In the first part of this thesis we investigate how user interactions with search engines can be used to evaluate search engines. In particular, we introduce a new online evaluation paradigm called multileaving that extends upon interleaving. With multileaving, many rankers can be compared at once by combining document lists from these rankers into a single result list and attributing user interactions with this list to the rankers. Then we investigate the relation between A/B testing and interleaved comparison methods. Both studies lead to much higher sensitivity of the evaluation methods, meaning that fewer user interactions are required to arrive at reliable conclusions. This has the important implication that fewer users need to be exposed to the results from possibly inferior search engines.
In the second part of this thesis we turn to online learning to rank. We learn from the evaluation methods introduced and extended upon in the first part. We learn the parameters of base rankers based on user interactions. Then we use the multileaving methods as feedback in our learning method, leading to much faster convergence than existing methods. Again, the important implication is that fewer users need to be exposed to possibly inferior search engines as they adapt more quickly to changes in user preferences. The last part of this thesis is of a different nature than the earlier two parts. As opposed to the earlier chapters, we no longer study algorithms. Progress in information retrieval research has always been driven by a combination of algorithms, shared resources, and evaluation.
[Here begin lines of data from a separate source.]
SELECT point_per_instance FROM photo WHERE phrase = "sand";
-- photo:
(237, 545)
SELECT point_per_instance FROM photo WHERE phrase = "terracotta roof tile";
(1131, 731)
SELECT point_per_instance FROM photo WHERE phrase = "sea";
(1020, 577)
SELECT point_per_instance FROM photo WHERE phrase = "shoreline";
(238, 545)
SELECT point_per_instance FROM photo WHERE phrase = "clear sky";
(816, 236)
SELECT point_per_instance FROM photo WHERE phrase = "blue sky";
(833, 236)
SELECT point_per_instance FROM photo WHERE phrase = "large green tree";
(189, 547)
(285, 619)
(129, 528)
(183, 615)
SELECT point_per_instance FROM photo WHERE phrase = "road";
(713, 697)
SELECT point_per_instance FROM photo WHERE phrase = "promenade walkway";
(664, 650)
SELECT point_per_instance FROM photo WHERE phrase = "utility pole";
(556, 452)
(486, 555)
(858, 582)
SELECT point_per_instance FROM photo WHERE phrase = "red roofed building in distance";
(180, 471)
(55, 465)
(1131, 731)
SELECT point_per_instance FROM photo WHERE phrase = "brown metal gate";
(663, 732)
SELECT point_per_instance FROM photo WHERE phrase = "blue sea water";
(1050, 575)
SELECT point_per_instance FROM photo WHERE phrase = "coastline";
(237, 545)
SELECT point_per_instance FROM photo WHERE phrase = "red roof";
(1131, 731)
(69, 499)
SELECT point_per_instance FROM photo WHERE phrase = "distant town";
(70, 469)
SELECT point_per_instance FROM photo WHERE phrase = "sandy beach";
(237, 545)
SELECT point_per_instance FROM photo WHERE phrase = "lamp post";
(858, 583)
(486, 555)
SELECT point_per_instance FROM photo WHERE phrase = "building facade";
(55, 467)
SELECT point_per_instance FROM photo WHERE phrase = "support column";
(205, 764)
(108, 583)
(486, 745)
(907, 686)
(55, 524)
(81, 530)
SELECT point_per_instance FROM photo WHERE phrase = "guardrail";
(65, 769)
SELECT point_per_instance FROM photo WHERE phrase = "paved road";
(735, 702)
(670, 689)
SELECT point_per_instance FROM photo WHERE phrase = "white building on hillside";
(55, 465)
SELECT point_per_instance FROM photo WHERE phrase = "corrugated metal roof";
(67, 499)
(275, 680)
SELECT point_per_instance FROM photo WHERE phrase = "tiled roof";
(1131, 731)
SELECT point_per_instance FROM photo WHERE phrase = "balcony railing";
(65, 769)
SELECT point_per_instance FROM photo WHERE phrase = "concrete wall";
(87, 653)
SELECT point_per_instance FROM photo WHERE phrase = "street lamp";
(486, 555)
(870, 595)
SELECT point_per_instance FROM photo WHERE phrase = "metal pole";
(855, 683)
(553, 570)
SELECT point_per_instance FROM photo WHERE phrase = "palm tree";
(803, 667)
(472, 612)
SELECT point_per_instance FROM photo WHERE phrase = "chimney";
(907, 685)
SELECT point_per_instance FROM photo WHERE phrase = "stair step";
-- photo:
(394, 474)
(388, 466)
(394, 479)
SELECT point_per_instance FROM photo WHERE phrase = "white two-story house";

In the last part we focus on the latter two. We introduce a new shared resource and a new evaluation paradigm. Firstly, we propose Lerot. Lerot is an online evaluation framework that allows us to simulate users interacting with a search engine. Our implementation has been released as open source software and is currently being used by researchers around the world. Secondly we introduce OpenSearch, a new evaluation paradigm involving real users of real search engines. We describe an implementation of this paradigm that has already been widely adopted by the research community through challenges at CLEF and TREC.